More Hardware Requirements:

Processor(s): x64 Intel or AMD

Memory: can change due to different role being installed, but typically 4GB min per server. If combining roles, 8GB. Add 2-10MB memory per mailbox. The maximum memory for a Mailbox role is 64GB

Disk Space: For the Mailbox Role, you will need a minimum of 1.2GB to install Exchange.

Server OS: Server 2008 or Server 2008 R2

Prerequisites for Server 2008 SP2

  1. .NET Framework 3.5 SP1
  2. Install the .NET Framework 3.5 Family Update
  3. Windows Remote Management (WinRM) 2.0 here: http://support.microsoft.com/kb/968929
  4. PowerShell v2
  5. For Hub Transport and MailBox servers, install the MS Filter Pack. *Note: On Exchange 2010 RTM, you can meet the prerequisite by installing 2007 Office System Converter: Microsoft Filter Pack.
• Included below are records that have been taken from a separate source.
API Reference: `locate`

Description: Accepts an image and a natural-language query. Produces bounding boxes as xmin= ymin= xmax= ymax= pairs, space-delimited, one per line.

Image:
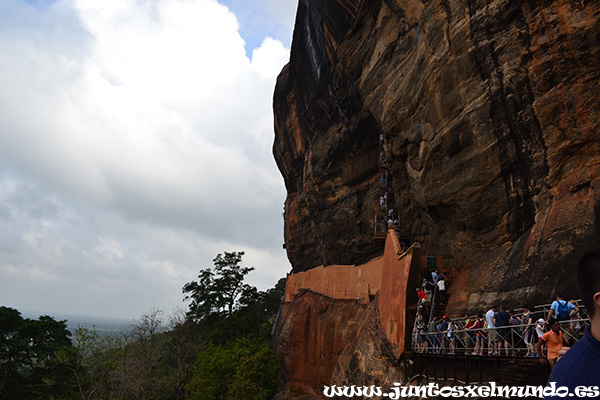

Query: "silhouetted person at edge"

xmin=545 ymin=251 xmax=600 ymax=399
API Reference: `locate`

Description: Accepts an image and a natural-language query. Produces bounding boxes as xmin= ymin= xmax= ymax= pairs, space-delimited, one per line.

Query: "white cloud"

xmin=0 ymin=0 xmax=289 ymax=316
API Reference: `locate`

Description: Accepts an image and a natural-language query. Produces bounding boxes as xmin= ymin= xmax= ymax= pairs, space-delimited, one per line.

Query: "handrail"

xmin=412 ymin=317 xmax=590 ymax=355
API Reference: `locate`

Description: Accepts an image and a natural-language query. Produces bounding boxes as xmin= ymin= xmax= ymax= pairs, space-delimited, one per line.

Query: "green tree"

xmin=187 ymin=337 xmax=278 ymax=400
xmin=0 ymin=306 xmax=75 ymax=399
xmin=183 ymin=251 xmax=254 ymax=321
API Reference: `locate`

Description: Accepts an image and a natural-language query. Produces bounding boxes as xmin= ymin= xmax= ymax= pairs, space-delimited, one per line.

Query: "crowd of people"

xmin=413 ymin=271 xmax=587 ymax=366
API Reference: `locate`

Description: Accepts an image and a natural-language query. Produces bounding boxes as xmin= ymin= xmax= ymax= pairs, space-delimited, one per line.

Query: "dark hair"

xmin=577 ymin=251 xmax=600 ymax=317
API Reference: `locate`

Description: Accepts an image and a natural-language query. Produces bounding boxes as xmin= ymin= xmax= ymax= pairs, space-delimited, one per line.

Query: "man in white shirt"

xmin=485 ymin=305 xmax=498 ymax=356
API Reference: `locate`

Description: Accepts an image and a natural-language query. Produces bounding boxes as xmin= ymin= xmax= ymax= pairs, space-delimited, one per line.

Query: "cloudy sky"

xmin=0 ymin=0 xmax=297 ymax=318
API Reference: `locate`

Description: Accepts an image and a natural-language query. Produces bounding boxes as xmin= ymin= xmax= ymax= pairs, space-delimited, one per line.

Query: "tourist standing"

xmin=547 ymin=252 xmax=600 ymax=398
xmin=485 ymin=305 xmax=498 ymax=356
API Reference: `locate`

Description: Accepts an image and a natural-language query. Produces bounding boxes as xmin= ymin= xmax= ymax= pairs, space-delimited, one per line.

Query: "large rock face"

xmin=274 ymin=0 xmax=600 ymax=312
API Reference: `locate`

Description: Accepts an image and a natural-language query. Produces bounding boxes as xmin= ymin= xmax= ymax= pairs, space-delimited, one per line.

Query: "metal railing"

xmin=412 ymin=318 xmax=590 ymax=357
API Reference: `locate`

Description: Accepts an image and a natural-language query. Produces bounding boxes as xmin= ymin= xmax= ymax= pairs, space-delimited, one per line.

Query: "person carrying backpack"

xmin=546 ymin=294 xmax=579 ymax=328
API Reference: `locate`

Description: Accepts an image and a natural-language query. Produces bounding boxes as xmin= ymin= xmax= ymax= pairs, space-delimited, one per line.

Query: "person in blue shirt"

xmin=546 ymin=295 xmax=577 ymax=324
xmin=544 ymin=251 xmax=600 ymax=399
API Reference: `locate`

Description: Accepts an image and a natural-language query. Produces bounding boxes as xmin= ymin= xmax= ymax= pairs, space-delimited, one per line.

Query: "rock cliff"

xmin=274 ymin=0 xmax=600 ymax=312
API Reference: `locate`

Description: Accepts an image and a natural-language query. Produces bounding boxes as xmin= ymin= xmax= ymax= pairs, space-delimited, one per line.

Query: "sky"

xmin=0 ymin=0 xmax=297 ymax=318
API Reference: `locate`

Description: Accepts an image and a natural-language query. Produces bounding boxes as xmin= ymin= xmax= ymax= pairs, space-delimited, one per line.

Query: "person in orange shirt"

xmin=537 ymin=317 xmax=569 ymax=369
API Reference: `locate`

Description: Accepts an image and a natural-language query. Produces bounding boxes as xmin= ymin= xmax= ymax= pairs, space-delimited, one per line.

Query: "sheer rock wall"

xmin=273 ymin=0 xmax=600 ymax=312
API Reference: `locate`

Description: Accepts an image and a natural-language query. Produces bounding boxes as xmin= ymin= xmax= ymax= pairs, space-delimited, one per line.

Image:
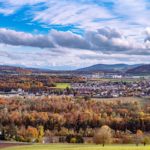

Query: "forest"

xmin=0 ymin=96 xmax=150 ymax=143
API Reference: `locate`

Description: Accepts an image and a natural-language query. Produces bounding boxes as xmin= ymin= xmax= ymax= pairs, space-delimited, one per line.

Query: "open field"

xmin=2 ymin=144 xmax=150 ymax=150
xmin=56 ymin=83 xmax=71 ymax=89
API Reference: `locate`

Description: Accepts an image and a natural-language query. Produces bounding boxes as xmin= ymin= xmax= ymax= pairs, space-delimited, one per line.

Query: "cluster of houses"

xmin=72 ymin=80 xmax=150 ymax=98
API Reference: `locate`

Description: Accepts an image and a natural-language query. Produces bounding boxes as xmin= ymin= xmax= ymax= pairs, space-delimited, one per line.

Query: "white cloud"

xmin=0 ymin=28 xmax=150 ymax=55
However, MS recommends that you upgrade to the Microsoft Office 2010 Filter Packs.
  6. From an elevated command prompt, from the Scripts folder, issue the following commands:
  • Sc config NetTCPPortSharing start auto
  • ServerMangerCmd -ip Exchange-Typical.xml -Restart

7.  With the Unified Messaging role type:

  • ServerManagerCmd -i Desktop-Experience

Some useful tools in the scoping and stress testing of Exchange are:

1. Risk and Health Assessment Program for Exchange Server (ExRAP) – Scoping Tool v1.5 http://www.microsoft.com/download/en/details.aspx?id=20857

2. Planning and deployment guide: http://technet.microsoft.com/en-us/library/aa995902.aspx *Especially the Mailbox Server Storage Design

3. Install and run Jetstress on your hardware prior to deployment

The documentation for the Exchange Server 2010 version of Jetstress is available on TechNet at the following location.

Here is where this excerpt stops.